Sandra and Keliana ushered a couple of pallets of books into the Hypernode Warehouse late last week. This is the first time we’ve taken delivery of books when I haven’t been there to crack open the first box and huff the concentrated scent of new books.
The warehouse isn’t particularly exciting, and is downright deficient in terms of how photogenic it is. These aren’t the reasons why I do book sketching at home, but they certainly add weight to the argument.
On Friday, Sandra and Keliana hauled a big stack of boxes into our front room (which is now a bit larger with the absence of a 117-year-old piano¹) and set up my signing and sketching station.
I haven’t gotten started on that part of the project yet. I’ve got about three months of outline to nail down, and then three weeks of comics to script, and then I’m allowed to start work on signing and sketching.

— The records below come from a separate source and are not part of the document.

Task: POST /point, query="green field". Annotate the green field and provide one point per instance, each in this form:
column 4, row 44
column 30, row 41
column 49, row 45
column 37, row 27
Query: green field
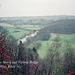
column 43, row 50
column 19, row 32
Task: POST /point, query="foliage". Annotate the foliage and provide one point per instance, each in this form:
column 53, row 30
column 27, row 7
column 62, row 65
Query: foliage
column 4, row 57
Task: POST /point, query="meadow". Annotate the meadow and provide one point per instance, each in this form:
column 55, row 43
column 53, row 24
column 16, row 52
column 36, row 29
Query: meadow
column 21, row 31
column 43, row 50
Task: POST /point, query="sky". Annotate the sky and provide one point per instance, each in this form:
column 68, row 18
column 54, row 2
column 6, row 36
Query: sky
column 10, row 8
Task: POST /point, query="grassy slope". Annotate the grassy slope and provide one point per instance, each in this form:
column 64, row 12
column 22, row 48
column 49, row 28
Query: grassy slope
column 22, row 31
column 42, row 51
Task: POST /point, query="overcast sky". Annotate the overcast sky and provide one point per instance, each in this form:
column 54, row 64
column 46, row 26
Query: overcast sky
column 36, row 7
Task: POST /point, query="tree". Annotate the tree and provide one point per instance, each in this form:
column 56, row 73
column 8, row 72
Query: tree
column 4, row 57
column 69, row 58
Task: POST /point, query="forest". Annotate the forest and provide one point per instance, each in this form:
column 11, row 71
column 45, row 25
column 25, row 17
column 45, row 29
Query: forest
column 50, row 52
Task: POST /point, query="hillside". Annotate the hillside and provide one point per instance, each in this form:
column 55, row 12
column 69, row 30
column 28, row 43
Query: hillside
column 36, row 20
column 61, row 26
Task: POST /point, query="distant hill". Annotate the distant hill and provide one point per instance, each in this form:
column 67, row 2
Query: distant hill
column 7, row 25
column 36, row 20
column 61, row 26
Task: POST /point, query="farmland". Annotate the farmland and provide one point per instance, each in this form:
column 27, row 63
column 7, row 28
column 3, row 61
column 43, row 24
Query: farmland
column 20, row 31
column 43, row 50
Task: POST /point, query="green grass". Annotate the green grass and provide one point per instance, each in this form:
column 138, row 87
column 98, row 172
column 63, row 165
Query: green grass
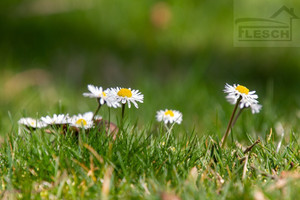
column 141, row 163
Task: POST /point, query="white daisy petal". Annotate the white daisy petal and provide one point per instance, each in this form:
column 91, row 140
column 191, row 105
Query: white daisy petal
column 169, row 116
column 247, row 98
column 127, row 95
column 83, row 120
column 33, row 123
column 56, row 119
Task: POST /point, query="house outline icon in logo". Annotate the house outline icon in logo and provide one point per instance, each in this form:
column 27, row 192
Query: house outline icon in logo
column 279, row 27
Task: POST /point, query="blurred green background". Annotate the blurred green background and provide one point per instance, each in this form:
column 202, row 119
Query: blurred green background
column 178, row 53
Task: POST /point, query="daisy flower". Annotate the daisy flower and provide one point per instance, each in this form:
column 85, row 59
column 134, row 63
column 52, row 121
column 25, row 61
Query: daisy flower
column 33, row 123
column 96, row 92
column 169, row 116
column 247, row 98
column 104, row 96
column 126, row 95
column 56, row 119
column 83, row 121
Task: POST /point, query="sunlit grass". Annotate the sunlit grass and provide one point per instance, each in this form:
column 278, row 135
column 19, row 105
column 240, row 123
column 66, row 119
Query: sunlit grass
column 143, row 163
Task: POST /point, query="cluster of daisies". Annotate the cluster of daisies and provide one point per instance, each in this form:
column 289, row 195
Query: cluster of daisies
column 111, row 97
column 117, row 97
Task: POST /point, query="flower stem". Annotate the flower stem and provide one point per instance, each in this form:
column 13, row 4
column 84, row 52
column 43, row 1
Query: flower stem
column 98, row 108
column 230, row 122
column 237, row 116
column 123, row 111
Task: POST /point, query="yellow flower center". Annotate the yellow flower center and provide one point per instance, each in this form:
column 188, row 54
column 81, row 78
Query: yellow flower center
column 242, row 89
column 125, row 92
column 81, row 122
column 169, row 112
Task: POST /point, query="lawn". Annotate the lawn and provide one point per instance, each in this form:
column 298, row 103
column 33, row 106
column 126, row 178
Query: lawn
column 142, row 162
column 179, row 55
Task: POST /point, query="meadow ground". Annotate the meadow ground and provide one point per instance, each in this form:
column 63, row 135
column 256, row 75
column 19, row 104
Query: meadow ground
column 142, row 163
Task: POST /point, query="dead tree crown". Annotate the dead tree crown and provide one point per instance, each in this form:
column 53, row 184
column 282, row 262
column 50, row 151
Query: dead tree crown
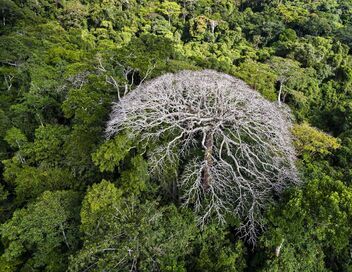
column 245, row 141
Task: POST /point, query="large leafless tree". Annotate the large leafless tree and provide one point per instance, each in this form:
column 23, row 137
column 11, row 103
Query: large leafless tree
column 235, row 146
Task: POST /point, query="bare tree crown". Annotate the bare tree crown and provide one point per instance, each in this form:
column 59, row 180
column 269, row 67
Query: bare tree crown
column 245, row 153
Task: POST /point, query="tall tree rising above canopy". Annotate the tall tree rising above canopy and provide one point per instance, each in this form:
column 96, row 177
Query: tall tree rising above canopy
column 235, row 146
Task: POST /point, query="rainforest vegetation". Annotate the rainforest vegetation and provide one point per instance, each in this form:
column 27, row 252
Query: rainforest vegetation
column 76, row 196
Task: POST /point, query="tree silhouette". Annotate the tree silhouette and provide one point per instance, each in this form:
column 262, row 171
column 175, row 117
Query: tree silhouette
column 235, row 146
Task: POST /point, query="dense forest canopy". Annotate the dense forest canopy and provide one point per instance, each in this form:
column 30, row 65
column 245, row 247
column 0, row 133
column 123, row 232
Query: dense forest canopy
column 73, row 200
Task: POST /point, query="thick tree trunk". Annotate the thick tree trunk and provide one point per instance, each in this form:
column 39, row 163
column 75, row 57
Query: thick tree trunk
column 206, row 178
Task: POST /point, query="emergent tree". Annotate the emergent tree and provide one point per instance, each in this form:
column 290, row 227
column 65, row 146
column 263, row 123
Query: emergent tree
column 234, row 146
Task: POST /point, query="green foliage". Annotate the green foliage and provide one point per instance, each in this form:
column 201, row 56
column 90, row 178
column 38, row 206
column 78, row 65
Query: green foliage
column 40, row 237
column 313, row 142
column 110, row 154
column 122, row 233
column 62, row 63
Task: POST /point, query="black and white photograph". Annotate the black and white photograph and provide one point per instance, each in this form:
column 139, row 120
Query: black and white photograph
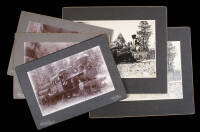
column 35, row 50
column 70, row 81
column 174, row 78
column 133, row 46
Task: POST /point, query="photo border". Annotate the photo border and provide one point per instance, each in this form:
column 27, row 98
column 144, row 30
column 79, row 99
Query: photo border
column 18, row 53
column 166, row 107
column 97, row 102
column 25, row 17
column 157, row 13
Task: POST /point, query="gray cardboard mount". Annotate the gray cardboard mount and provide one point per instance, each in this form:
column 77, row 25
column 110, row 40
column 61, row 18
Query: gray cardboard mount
column 83, row 107
column 160, row 107
column 18, row 52
column 157, row 13
column 26, row 17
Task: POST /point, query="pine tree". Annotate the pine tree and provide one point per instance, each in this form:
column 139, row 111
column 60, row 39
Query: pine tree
column 143, row 34
column 170, row 56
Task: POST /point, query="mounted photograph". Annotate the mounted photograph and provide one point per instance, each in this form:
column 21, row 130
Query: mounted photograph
column 35, row 50
column 69, row 82
column 33, row 46
column 138, row 43
column 174, row 77
column 133, row 46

That probably means Tuesday².
We’ve said that your pre-orders for Force Multiplication will ship by July 25th. The odds are pretty good that we’ll beat that date. I like having the wiggle room, though. It lets me pace myself, and my hand, which seems to wear out faster with every book release. Slow and steady may not actually win the race, aphorism notwithstanding, but it does ensure a healthy finish, and I’m quite happy to settle for that.
¹I should blog about that. It’s a poignant story, and worth more than a footnote.
²Most of the work on the outline is already done, furiously hand-written in my sketch book. I need to transfer it to a nice CTRL-C/CTRL-V medium so I can make sure all the bits are in the right order.